Part of why that is definitely comes down to the clear joy that the writers found in creating wild sci-fi scenarios for animation, freed from the budgetary and physical limitations of live-action production. But really, what makes Lower Decks work is the fact that while the show’s core characters are all flawed in various ways, those flaws don’t eclipse the fact that all of them are talented and loyal members of Starfleet (to varying degrees). There’s no mystery as to why they show up to serve, and the biggest obstacle they face is more often than not their own inexperience.
This definitely hearkens back to one of creator Gene Roddenberry‘s major principles when it came to Star Trek, that the men and women serving in Starfleet represented the very best of humanity. Building a series around aspirational characters was a big part of Roddenberry’s hope that the people of the 23rd century would have grown and changed for the better, but it’s tricky to balance that idealism with the need to anchor a show with interesting and complex characters. And most interesting of all is the rebellious Mariner, whose love of breaking the rules is matched only by her innate talents as an officer. While ol’ Gene might not have approved of Mariner’s casual attitude towards the job, he would hopefully be able to admire how her unconventional approach represents a young Kirk in the making.

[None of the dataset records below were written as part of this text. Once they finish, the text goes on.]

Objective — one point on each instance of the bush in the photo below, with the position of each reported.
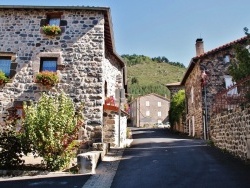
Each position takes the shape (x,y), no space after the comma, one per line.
(11,143)
(52,125)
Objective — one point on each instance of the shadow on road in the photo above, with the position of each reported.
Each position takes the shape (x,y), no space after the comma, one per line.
(75,181)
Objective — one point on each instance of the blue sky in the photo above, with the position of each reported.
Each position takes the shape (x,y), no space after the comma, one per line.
(167,27)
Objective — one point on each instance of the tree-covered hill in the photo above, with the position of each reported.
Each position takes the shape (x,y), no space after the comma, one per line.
(150,75)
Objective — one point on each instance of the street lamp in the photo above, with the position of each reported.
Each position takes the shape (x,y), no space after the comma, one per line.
(204,80)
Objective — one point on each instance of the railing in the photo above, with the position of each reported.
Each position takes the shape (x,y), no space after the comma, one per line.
(233,97)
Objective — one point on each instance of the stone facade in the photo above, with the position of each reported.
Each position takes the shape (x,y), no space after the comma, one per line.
(149,109)
(88,67)
(231,131)
(199,98)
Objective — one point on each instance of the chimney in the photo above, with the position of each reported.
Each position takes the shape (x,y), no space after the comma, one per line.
(199,47)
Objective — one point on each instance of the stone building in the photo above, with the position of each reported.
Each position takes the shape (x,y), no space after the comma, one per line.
(206,75)
(83,55)
(149,109)
(174,88)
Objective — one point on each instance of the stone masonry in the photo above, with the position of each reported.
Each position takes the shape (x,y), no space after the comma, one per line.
(84,64)
(213,62)
(231,131)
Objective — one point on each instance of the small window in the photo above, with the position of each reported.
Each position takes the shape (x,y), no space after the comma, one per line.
(48,64)
(227,59)
(159,114)
(5,63)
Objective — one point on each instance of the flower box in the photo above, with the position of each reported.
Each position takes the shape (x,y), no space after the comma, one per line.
(47,78)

A major factor in what makes Mariner as a character so compelling is the wry energy and raw emotion of Newsome (in her second space-set role this summer, following a scene-stealing turn in Netflix’s Space Force). In general, the voice cast excels at finding the right level of comedic balance, with Quaid finding different nuances in Boimler’s frequent freakouts, Cordero capturing Rutherford’s joy for his work, and Wells showcasing Tendi’s hyper-positive attitude. The cast also features Dawnn Lewis as the captain of the Cerritos (who frequently butts heads with Mariner) and Jerry O’Connell as first officer Jack Ransom, with Paul Scheer and Haley Joel Osment, among others, popping up as guest stars.
The clean animation style keeps the action relatively grounded — certainly, the show adheres to modern rules of physics, not Looney Tunes physics, with no touches of the grittier style that Star Trek: Discovery often adopts. The four episodes provided to critics also stand out in contrast to modern television by virtue of the fact that they’re all pretty stand-alone adventures; perhaps a more fleshed-out connective thread will emerge by the end of the season, but in the meantime, there’s something to be said for concise storytelling. Also, there’s the occasional moment of rude humor, but by and large Lower Decks would make for completely acceptable family viewing — especially for a family where Trek is already one of the shows everyone can agree on.
Not every joke lands perfectly, but so much of Lower Decks‘ humor is impressively well-calibrated to celebrate this franchise for its quirks, while also poking fun at concepts that are relatable no matter the century, like boring business meetings, professional jealousies, and awkward first dates. It’s not easy, trying to find a new way to sing Star Trek‘s song, but so far Lower Decks has found a way to nimbly balance some tricky concepts and look good doing it. The U.S.S. Cerritos crew might not become the stuff of legends, but they’re definitely a crew you can count on for some fun.
New episodes of Star Trek: Lower Decks premiere Thursdays on CBS All Access.